This morning, things were different. When I first checked Sina Weibo, around 10 AM, searches for “Wang Lijun” weren’t being censored. But then shortly after that, I checked again and a search for Wang returned the typical censorship error message:
In accordance with the relevant laws and regulations, your search results cannot be displayed.
I figured that was the end of it, so I was shocked when just a little while later searches for the term began to go through again. Had Sina blocked the term by accident? Was there a bug? Just a few minutes later, the term was blocked again. Then around noon it appears to have been unblocked again, and as of this writing, it remains unblocked.
This is, to put it lightly, unusual.
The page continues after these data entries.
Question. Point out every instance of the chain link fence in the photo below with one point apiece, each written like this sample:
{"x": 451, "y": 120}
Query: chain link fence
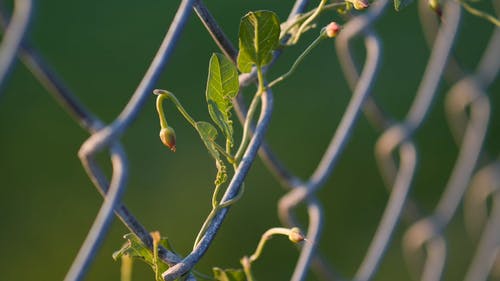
{"x": 474, "y": 179}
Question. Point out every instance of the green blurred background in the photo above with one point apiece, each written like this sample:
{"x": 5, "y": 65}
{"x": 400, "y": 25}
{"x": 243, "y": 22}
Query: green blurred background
{"x": 102, "y": 49}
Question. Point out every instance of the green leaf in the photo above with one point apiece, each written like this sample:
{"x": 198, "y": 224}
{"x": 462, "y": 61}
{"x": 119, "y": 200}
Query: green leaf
{"x": 258, "y": 37}
{"x": 400, "y": 4}
{"x": 228, "y": 274}
{"x": 208, "y": 134}
{"x": 222, "y": 86}
{"x": 135, "y": 249}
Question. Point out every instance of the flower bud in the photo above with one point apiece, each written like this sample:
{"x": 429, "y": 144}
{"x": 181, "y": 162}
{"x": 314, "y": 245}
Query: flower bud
{"x": 332, "y": 29}
{"x": 436, "y": 7}
{"x": 167, "y": 136}
{"x": 359, "y": 4}
{"x": 295, "y": 236}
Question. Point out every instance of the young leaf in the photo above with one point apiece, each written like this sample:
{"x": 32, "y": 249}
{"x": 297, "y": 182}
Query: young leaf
{"x": 228, "y": 274}
{"x": 222, "y": 86}
{"x": 258, "y": 37}
{"x": 400, "y": 4}
{"x": 208, "y": 134}
{"x": 136, "y": 250}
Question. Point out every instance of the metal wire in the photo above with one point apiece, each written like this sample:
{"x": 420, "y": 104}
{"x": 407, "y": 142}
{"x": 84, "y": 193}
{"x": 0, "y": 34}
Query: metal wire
{"x": 468, "y": 109}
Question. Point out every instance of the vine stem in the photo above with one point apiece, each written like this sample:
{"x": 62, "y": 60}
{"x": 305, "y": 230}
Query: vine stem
{"x": 299, "y": 60}
{"x": 251, "y": 111}
{"x": 479, "y": 13}
{"x": 163, "y": 95}
{"x": 293, "y": 235}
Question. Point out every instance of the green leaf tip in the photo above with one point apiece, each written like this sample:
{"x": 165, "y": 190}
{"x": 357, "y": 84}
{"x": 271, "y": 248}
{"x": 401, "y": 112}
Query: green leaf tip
{"x": 228, "y": 274}
{"x": 258, "y": 37}
{"x": 222, "y": 86}
{"x": 135, "y": 249}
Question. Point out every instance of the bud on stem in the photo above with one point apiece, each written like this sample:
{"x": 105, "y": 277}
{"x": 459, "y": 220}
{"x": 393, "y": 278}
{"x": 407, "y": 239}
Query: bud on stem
{"x": 167, "y": 136}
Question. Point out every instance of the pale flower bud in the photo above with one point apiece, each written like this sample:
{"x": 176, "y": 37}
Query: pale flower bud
{"x": 167, "y": 136}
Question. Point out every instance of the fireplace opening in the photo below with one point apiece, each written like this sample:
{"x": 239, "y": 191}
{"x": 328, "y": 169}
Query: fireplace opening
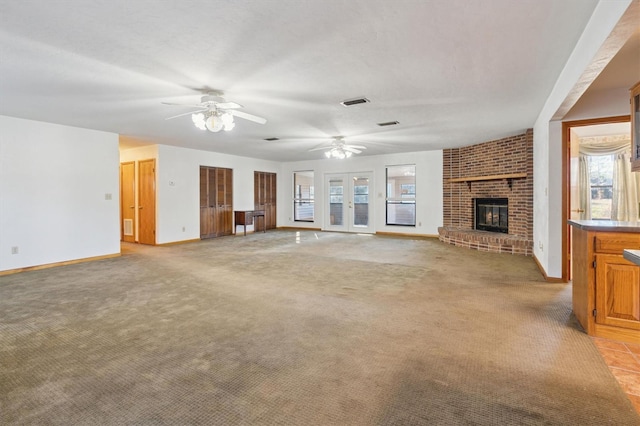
{"x": 492, "y": 214}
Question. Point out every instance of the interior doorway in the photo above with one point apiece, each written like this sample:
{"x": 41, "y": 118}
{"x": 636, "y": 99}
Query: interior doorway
{"x": 147, "y": 201}
{"x": 571, "y": 205}
{"x": 349, "y": 203}
{"x": 128, "y": 202}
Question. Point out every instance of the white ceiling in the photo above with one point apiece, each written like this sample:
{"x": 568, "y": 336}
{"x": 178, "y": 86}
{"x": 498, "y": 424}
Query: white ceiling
{"x": 452, "y": 72}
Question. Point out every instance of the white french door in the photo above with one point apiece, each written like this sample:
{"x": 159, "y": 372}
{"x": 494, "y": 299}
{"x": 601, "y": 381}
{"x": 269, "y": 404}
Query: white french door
{"x": 349, "y": 202}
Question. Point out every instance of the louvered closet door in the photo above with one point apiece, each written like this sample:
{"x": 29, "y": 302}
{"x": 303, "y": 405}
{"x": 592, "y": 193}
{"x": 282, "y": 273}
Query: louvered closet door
{"x": 128, "y": 201}
{"x": 207, "y": 211}
{"x": 216, "y": 202}
{"x": 224, "y": 201}
{"x": 265, "y": 197}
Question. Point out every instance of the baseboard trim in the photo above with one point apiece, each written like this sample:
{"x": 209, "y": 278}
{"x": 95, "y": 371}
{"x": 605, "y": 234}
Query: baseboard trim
{"x": 544, "y": 273}
{"x": 56, "y": 264}
{"x": 175, "y": 243}
{"x": 298, "y": 228}
{"x": 403, "y": 234}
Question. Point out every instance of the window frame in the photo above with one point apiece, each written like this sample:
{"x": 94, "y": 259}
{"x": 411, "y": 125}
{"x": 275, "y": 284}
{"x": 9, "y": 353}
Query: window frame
{"x": 299, "y": 200}
{"x": 402, "y": 198}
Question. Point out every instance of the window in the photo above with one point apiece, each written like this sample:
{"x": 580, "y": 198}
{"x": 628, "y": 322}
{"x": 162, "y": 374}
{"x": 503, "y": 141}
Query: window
{"x": 401, "y": 195}
{"x": 601, "y": 179}
{"x": 303, "y": 196}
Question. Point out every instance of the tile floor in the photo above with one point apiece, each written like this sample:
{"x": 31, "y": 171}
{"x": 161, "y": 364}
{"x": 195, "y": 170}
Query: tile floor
{"x": 623, "y": 360}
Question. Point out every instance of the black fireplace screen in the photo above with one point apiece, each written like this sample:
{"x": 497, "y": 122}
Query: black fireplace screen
{"x": 492, "y": 214}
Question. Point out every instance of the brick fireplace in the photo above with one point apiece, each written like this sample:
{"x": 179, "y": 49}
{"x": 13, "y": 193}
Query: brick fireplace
{"x": 500, "y": 169}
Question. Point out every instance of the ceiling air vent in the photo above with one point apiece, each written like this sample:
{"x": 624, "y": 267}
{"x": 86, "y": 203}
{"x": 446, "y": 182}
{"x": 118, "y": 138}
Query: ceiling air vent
{"x": 352, "y": 102}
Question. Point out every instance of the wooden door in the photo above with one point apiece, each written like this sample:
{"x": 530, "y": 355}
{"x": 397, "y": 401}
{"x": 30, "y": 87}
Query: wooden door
{"x": 207, "y": 200}
{"x": 147, "y": 201}
{"x": 617, "y": 292}
{"x": 224, "y": 201}
{"x": 264, "y": 190}
{"x": 127, "y": 202}
{"x": 216, "y": 202}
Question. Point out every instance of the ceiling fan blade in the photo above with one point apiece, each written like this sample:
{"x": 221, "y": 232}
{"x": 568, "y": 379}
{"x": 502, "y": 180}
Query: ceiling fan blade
{"x": 228, "y": 105}
{"x": 186, "y": 113}
{"x": 351, "y": 149}
{"x": 246, "y": 116}
{"x": 189, "y": 105}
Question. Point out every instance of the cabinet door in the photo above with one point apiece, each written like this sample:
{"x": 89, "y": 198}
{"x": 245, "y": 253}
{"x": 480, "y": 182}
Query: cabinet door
{"x": 617, "y": 292}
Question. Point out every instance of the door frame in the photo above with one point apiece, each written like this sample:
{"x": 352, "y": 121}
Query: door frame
{"x": 123, "y": 208}
{"x": 566, "y": 182}
{"x": 349, "y": 227}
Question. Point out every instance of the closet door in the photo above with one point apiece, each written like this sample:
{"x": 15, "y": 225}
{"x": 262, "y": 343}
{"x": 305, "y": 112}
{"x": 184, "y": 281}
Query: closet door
{"x": 147, "y": 201}
{"x": 207, "y": 209}
{"x": 264, "y": 187}
{"x": 270, "y": 217}
{"x": 224, "y": 201}
{"x": 128, "y": 202}
{"x": 216, "y": 202}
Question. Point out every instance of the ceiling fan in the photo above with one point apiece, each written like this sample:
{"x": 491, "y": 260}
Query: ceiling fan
{"x": 215, "y": 113}
{"x": 339, "y": 149}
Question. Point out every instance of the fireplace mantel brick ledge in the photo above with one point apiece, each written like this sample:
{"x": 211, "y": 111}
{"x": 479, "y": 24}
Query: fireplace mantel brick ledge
{"x": 494, "y": 242}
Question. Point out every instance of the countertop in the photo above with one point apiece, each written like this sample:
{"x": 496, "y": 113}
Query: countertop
{"x": 606, "y": 225}
{"x": 632, "y": 256}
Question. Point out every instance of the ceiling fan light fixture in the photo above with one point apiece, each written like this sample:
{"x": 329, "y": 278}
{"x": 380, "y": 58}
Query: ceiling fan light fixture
{"x": 214, "y": 124}
{"x": 198, "y": 120}
{"x": 338, "y": 152}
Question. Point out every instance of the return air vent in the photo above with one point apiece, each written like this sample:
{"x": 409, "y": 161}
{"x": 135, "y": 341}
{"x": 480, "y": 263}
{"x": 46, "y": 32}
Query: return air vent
{"x": 356, "y": 101}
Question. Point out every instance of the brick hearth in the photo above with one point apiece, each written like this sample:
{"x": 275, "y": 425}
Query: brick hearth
{"x": 511, "y": 156}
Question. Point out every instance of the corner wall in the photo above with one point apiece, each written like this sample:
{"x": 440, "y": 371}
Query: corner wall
{"x": 54, "y": 185}
{"x": 547, "y": 139}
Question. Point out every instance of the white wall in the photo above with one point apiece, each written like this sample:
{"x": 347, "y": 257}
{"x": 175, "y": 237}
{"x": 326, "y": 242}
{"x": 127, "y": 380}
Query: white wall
{"x": 428, "y": 189}
{"x": 53, "y": 184}
{"x": 178, "y": 186}
{"x": 547, "y": 139}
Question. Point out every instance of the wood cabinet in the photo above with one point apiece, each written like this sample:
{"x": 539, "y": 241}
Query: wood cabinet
{"x": 635, "y": 128}
{"x": 606, "y": 287}
{"x": 264, "y": 187}
{"x": 216, "y": 202}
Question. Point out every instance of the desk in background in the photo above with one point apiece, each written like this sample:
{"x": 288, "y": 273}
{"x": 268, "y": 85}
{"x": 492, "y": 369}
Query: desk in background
{"x": 245, "y": 217}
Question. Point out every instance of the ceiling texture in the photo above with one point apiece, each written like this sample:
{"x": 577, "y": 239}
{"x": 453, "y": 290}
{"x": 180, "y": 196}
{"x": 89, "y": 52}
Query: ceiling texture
{"x": 451, "y": 72}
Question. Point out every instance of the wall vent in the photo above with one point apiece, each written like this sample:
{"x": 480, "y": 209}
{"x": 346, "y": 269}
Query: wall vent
{"x": 388, "y": 123}
{"x": 356, "y": 101}
{"x": 128, "y": 227}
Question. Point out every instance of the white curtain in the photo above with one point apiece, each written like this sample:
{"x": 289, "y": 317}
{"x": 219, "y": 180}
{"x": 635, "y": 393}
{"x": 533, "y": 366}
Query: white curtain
{"x": 625, "y": 189}
{"x": 625, "y": 183}
{"x": 584, "y": 185}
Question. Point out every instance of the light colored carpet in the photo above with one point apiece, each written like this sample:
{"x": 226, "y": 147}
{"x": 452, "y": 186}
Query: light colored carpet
{"x": 299, "y": 328}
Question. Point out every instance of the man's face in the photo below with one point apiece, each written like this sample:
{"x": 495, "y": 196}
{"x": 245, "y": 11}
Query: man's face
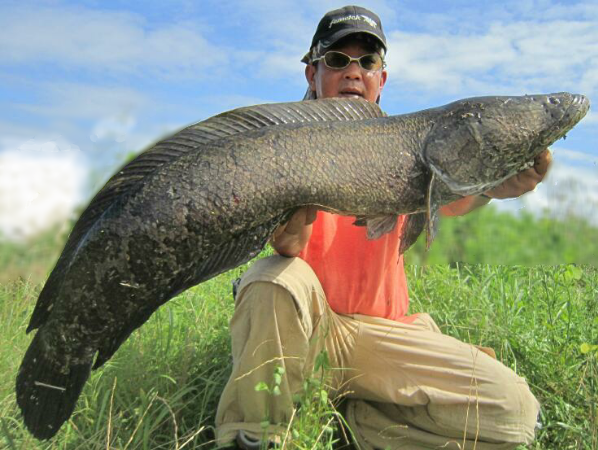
{"x": 352, "y": 81}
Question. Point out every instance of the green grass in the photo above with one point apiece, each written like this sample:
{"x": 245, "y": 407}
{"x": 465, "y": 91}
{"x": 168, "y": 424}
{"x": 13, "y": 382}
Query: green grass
{"x": 162, "y": 386}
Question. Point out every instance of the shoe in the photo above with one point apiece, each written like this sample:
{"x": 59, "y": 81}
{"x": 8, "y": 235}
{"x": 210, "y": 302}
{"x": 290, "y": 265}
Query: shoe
{"x": 246, "y": 442}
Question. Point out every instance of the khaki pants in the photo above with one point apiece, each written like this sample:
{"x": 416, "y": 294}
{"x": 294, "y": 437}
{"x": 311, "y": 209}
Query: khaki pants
{"x": 409, "y": 386}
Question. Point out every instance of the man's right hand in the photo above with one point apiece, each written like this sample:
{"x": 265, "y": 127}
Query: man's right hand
{"x": 290, "y": 238}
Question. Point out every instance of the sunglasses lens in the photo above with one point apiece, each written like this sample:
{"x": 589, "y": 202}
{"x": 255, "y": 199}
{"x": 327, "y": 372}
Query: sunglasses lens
{"x": 336, "y": 60}
{"x": 371, "y": 62}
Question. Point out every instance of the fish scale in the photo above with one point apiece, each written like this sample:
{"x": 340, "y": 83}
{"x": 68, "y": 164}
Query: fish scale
{"x": 208, "y": 199}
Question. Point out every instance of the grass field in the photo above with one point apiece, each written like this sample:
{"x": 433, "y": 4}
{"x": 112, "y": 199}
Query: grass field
{"x": 161, "y": 388}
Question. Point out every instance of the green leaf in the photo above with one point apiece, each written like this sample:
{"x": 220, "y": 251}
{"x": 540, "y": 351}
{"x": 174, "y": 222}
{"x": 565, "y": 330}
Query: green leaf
{"x": 277, "y": 379}
{"x": 261, "y": 386}
{"x": 573, "y": 273}
{"x": 323, "y": 397}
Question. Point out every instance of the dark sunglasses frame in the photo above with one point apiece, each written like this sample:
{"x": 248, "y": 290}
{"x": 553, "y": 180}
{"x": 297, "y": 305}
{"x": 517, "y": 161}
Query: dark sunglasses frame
{"x": 349, "y": 60}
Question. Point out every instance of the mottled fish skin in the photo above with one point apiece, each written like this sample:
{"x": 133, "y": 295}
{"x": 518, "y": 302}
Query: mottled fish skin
{"x": 208, "y": 199}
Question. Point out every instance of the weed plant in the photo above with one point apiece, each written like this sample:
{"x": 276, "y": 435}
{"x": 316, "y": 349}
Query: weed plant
{"x": 161, "y": 388}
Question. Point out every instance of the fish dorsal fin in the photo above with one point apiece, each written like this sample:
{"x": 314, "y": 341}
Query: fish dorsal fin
{"x": 192, "y": 139}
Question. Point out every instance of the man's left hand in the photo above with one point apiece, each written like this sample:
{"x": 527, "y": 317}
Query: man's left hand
{"x": 524, "y": 181}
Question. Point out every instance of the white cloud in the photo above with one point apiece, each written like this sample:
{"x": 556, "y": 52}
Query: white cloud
{"x": 568, "y": 189}
{"x": 110, "y": 41}
{"x": 516, "y": 57}
{"x": 85, "y": 101}
{"x": 41, "y": 183}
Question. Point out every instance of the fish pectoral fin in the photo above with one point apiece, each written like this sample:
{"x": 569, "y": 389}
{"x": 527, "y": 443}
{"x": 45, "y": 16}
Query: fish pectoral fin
{"x": 379, "y": 226}
{"x": 432, "y": 207}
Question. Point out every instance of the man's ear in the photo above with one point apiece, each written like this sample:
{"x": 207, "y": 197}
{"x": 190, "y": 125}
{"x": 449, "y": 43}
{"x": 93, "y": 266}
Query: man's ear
{"x": 310, "y": 76}
{"x": 383, "y": 77}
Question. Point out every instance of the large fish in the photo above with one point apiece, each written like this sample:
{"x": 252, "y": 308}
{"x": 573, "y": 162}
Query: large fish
{"x": 208, "y": 198}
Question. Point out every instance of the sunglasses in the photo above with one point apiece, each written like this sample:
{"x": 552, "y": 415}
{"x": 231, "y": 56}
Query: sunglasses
{"x": 338, "y": 60}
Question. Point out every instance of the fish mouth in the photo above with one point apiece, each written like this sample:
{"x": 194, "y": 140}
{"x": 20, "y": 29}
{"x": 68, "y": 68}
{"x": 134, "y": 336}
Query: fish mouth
{"x": 350, "y": 93}
{"x": 550, "y": 118}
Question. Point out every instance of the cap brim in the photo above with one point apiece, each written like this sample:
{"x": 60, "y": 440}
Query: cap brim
{"x": 344, "y": 33}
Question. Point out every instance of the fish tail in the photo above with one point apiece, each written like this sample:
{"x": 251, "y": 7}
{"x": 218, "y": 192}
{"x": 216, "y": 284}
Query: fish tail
{"x": 46, "y": 392}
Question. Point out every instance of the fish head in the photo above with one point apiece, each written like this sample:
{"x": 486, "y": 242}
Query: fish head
{"x": 475, "y": 144}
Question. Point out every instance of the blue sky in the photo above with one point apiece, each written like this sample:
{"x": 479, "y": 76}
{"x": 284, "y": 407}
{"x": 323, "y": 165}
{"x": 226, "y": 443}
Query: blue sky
{"x": 84, "y": 83}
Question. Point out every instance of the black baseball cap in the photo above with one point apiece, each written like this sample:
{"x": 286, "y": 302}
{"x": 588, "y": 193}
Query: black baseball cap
{"x": 342, "y": 22}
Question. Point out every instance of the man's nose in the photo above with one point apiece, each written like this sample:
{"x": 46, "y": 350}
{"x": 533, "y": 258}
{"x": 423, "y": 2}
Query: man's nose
{"x": 353, "y": 71}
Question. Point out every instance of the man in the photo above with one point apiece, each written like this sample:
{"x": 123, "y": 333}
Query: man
{"x": 332, "y": 289}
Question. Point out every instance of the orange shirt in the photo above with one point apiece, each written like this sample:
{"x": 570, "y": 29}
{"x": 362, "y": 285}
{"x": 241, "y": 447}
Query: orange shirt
{"x": 359, "y": 276}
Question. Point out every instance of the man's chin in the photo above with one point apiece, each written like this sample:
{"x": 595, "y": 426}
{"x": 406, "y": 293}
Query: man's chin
{"x": 349, "y": 95}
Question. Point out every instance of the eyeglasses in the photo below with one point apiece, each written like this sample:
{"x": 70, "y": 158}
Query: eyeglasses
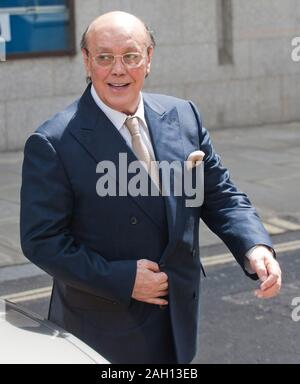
{"x": 130, "y": 59}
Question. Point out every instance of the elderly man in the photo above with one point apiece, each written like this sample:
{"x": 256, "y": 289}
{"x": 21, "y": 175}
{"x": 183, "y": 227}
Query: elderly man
{"x": 126, "y": 268}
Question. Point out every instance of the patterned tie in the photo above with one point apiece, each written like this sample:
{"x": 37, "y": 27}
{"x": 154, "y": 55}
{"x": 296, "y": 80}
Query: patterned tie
{"x": 140, "y": 148}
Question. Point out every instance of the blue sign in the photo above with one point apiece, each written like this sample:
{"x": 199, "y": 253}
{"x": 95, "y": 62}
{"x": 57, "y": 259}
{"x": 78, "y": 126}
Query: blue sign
{"x": 32, "y": 27}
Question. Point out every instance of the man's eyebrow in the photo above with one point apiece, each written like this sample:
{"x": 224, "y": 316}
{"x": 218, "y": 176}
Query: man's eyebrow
{"x": 110, "y": 50}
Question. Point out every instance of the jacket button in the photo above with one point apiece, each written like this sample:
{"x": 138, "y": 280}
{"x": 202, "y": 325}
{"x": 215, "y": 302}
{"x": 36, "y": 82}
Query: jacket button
{"x": 133, "y": 220}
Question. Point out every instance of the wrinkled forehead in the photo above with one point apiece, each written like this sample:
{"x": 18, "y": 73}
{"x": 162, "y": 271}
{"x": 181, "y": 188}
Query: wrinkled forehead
{"x": 117, "y": 37}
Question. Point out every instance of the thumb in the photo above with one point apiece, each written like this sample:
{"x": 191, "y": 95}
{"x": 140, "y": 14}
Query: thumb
{"x": 260, "y": 269}
{"x": 148, "y": 264}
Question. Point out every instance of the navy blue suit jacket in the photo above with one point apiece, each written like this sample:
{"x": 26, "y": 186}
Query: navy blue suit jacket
{"x": 90, "y": 245}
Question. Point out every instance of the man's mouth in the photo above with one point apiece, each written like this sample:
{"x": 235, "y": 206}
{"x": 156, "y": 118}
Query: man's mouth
{"x": 118, "y": 87}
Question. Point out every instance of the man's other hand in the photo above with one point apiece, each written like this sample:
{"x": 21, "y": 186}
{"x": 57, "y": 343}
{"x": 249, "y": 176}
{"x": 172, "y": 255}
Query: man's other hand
{"x": 150, "y": 284}
{"x": 268, "y": 270}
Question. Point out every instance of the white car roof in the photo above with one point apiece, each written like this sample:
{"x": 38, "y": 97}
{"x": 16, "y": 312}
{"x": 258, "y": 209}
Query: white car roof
{"x": 26, "y": 338}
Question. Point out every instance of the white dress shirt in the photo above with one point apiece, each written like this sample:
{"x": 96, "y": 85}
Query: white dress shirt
{"x": 118, "y": 119}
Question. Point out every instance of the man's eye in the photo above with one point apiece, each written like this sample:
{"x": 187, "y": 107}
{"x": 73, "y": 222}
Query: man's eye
{"x": 104, "y": 58}
{"x": 131, "y": 56}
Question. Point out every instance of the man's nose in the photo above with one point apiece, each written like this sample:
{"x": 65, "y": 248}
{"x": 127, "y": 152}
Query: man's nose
{"x": 118, "y": 68}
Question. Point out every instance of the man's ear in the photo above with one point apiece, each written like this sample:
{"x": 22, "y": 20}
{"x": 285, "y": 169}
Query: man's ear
{"x": 86, "y": 62}
{"x": 150, "y": 52}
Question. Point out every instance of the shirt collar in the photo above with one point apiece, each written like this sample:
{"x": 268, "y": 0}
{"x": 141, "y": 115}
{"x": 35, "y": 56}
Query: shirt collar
{"x": 116, "y": 117}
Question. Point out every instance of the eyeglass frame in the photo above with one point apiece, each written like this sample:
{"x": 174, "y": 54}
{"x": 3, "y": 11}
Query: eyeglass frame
{"x": 122, "y": 58}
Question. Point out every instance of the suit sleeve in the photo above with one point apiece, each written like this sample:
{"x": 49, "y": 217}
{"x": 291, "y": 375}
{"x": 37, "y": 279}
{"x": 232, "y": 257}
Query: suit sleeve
{"x": 46, "y": 239}
{"x": 227, "y": 211}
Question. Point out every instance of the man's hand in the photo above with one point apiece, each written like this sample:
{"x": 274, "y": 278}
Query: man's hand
{"x": 268, "y": 270}
{"x": 150, "y": 283}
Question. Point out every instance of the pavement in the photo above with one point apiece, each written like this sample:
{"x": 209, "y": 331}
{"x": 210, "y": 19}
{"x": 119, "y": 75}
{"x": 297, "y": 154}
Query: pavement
{"x": 263, "y": 161}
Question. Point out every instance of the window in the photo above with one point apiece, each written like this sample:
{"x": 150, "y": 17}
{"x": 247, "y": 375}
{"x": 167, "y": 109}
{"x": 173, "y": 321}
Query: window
{"x": 37, "y": 27}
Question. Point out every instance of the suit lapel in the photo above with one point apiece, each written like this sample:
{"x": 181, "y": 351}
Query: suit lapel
{"x": 96, "y": 133}
{"x": 164, "y": 128}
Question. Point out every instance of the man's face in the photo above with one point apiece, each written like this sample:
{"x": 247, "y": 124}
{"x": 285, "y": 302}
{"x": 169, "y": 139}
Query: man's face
{"x": 118, "y": 86}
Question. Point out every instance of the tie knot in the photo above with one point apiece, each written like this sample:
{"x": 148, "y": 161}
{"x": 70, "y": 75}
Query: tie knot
{"x": 133, "y": 125}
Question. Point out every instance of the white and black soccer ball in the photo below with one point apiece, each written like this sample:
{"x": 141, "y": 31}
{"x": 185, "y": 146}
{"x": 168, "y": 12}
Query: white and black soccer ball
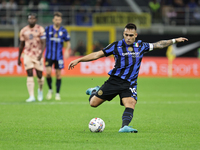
{"x": 96, "y": 125}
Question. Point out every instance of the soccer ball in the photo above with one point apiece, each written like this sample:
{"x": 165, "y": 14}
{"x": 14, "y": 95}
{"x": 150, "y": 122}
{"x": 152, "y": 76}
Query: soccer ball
{"x": 96, "y": 125}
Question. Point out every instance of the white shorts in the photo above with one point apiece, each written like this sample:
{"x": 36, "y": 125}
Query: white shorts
{"x": 30, "y": 62}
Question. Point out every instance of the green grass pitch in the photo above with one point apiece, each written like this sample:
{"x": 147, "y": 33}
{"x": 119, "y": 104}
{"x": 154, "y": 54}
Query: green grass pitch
{"x": 167, "y": 116}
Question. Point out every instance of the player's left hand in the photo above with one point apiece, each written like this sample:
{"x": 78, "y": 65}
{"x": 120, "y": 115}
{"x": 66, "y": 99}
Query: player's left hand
{"x": 181, "y": 39}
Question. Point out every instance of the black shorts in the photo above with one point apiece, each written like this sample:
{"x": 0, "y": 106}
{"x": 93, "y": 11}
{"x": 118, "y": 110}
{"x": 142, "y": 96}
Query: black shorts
{"x": 116, "y": 86}
{"x": 58, "y": 64}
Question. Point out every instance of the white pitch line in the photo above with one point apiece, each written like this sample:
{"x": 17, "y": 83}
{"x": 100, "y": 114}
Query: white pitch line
{"x": 87, "y": 103}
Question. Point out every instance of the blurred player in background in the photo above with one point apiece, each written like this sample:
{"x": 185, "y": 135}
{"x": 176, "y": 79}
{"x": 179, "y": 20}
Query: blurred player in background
{"x": 55, "y": 36}
{"x": 32, "y": 41}
{"x": 123, "y": 77}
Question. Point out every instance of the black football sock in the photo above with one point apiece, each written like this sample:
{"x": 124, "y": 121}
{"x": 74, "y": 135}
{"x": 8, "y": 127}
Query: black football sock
{"x": 49, "y": 81}
{"x": 92, "y": 94}
{"x": 127, "y": 116}
{"x": 58, "y": 84}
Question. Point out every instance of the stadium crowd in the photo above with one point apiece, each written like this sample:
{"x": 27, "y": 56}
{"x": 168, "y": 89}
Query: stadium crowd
{"x": 174, "y": 12}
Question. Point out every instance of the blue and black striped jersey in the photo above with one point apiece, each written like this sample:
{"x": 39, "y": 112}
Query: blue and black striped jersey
{"x": 54, "y": 42}
{"x": 127, "y": 58}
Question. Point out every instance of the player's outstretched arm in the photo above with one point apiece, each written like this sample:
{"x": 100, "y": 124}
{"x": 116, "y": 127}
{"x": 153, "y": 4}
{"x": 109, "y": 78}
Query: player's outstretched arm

I’ve never seen a blocked term get unblocked so quickly, not to mention a term get blocked, unblocked, blocked again, and then unblocked all in the space of just a few hours. So what’s going on here? Was it some kind of bug?
There’s no way to know for sure — Sina is never going to comment on this sort of thing — but it seems possible that with the basic story still up in the air, the folks at Sina aren’t really sure whether this term should be blocked or not, and are doing their hemming and hawing in public. (Contrary to popular belief, most Chinese internet censorship is practiced by service operators like Sina who must attempt to decipher for themselves where the “line” is, although the government does sometimes issue specific orders to block objectionable content).
Another theory, suggested by @niubi on Twitter, is that Sina operators may be letting a certain amount of Wang-related chatter get through on purpose because it will damage the reputation of his boss Bo Xilai. Bo is expected to assume a high-level position in China’s national government this year, but the possible attempted defection of someone high in his administration could seriously damage his chances, and there are factions within China’s Communist Party that would be interested in seeing him fall.
Of course, it’s all pure speculation at this point. The rumors may be entirely false, and while Sina Weibo’s censorship pattern this morning was definitely odd, it could have been a bug or some other error. Whatever’s going on, though, it’s definitely interesting.